Saying she is “deeply disturbed” by the company’s admission, the mayor told Dominguez she finds “the company’s response thus far to this clearly unethical behavior to be inadequate. Good governance and transparency have been guiding principles for my administration, and I expect the same principled approach from any company that does business with the City of Chicago.”

She added: “The City will not make rash decisions about such an important and essential service as electricity.” Lightfoot said to renew the franchise, “the City expects the company to implement (1) a comprehensive ethics reform plan that rebuilds trust with the City, its residents and its businesses, and (2) my administration’s policy priorities around energy and sustainability, equitable economic development, utility affordability and transparency.”

Top executives at Chicago-based Exelon, in apologizing for the misconduct, said they have removed individuals involved in the bribery, which they said was designed to curry favor from Madigan on important legislation. ComEd admitted to federal charges that it derived at least $150 million in benefits from the scheme over an eight-year period ending in 2019. Madigan has not been charged.
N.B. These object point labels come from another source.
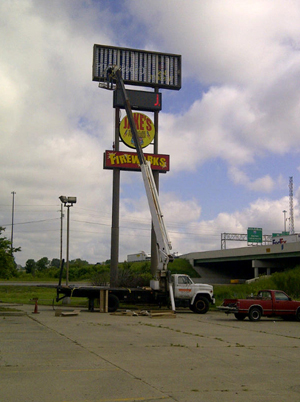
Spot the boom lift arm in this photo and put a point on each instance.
(163, 243)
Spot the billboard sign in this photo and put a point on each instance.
(145, 129)
(139, 100)
(254, 235)
(130, 161)
(138, 67)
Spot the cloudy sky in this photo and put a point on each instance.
(232, 131)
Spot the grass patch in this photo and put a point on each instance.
(25, 294)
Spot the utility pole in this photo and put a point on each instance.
(61, 233)
(12, 220)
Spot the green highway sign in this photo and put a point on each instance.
(254, 235)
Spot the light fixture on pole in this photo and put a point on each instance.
(68, 202)
(284, 220)
(12, 221)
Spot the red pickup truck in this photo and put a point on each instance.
(268, 303)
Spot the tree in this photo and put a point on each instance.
(42, 264)
(30, 266)
(7, 262)
(55, 263)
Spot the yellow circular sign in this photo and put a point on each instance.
(145, 129)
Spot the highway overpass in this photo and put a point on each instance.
(222, 266)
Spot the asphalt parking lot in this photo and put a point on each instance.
(94, 357)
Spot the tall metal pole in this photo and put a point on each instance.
(61, 234)
(114, 257)
(68, 238)
(284, 220)
(12, 221)
(154, 256)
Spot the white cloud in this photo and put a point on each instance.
(56, 123)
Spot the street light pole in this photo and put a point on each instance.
(68, 242)
(284, 220)
(68, 202)
(12, 221)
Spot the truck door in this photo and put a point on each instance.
(267, 302)
(282, 304)
(183, 290)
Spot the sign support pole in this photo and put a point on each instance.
(154, 256)
(114, 257)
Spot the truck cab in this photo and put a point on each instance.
(196, 296)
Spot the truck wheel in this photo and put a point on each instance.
(201, 305)
(240, 316)
(254, 314)
(113, 303)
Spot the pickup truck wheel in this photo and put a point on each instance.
(201, 305)
(254, 314)
(240, 316)
(113, 303)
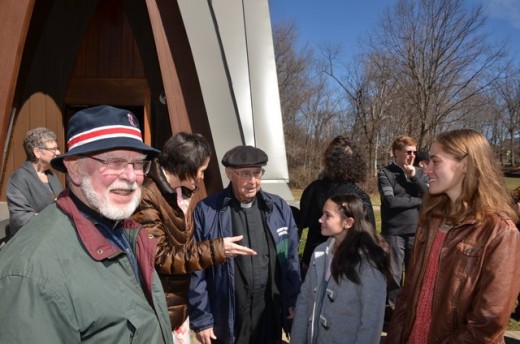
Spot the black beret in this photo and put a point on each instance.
(244, 156)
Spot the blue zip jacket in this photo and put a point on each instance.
(212, 291)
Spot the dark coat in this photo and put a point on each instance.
(401, 199)
(27, 195)
(212, 292)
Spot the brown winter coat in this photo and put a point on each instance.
(477, 283)
(177, 254)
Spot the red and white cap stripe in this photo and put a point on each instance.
(106, 132)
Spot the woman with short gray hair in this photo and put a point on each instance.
(33, 186)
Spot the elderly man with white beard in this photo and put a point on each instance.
(82, 271)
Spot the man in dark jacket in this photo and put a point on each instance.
(248, 299)
(401, 186)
Responding to the mayor, ComEd spokesman Paul Elsberg said: “We have a lot of work to do to rebuild trust, and our commitment to working collaboratively with the City is stronger than ever — to build on the enormous customer benefits we’ve delivered, including 70 percent improved reliability since 2012, best-ever customer satisfaction and billions of dollars in savings to customers, at the same time that residential customers’ bills are less than they were nearly a decade ago and as ComEd requests a third delivery rate decrease in a row, the fifth in 10 years.”

Elsberg said ComEd has established “four new mandatory policies that govern how employees interact with public officials.”

The end of the franchise agreement — in this case, a 20-year deal — provides any Chicago mayor with a rare opportunity to extract concessions from ComEd. But it’s highly doubtful the city could take the extreme position and take over electric service itself.

That step would require City Hall to pay billions of dollars for ComEd’s assets here, an unlikely prospect at any time but especially now, with the municipal budget ripped apart by COVID-19. Lightfoot may be limited to demanding action from ComEd that in some cases might come anyway as part of its settlement with the U.S. Attorney’s office.

In the past, Lightfoot has said she would insist on an end to utility shutoffs as part of a new franchise deal. Her letter did not contain that specific demand. For residents and small businesses, ComEd has suspended shutoffs at least August.

In her letter to Dominguez, Lightfoot said ComEd’s $200 million fine must be measured against its 2019 revenue of $5.75 billion and its 2019 profit of $688 million. She wrote, “Put simply, ComEd touches every Chicagoan’s daily life; I can only imagine the significant impact a $200 million investment of money in the city (versus a fine) would have had improving our neighborhoods, assisting low-income consumers, or achieving clean energy goals.”

Lightfoot demanded “a significant commitment from the company to right historic wrongs.”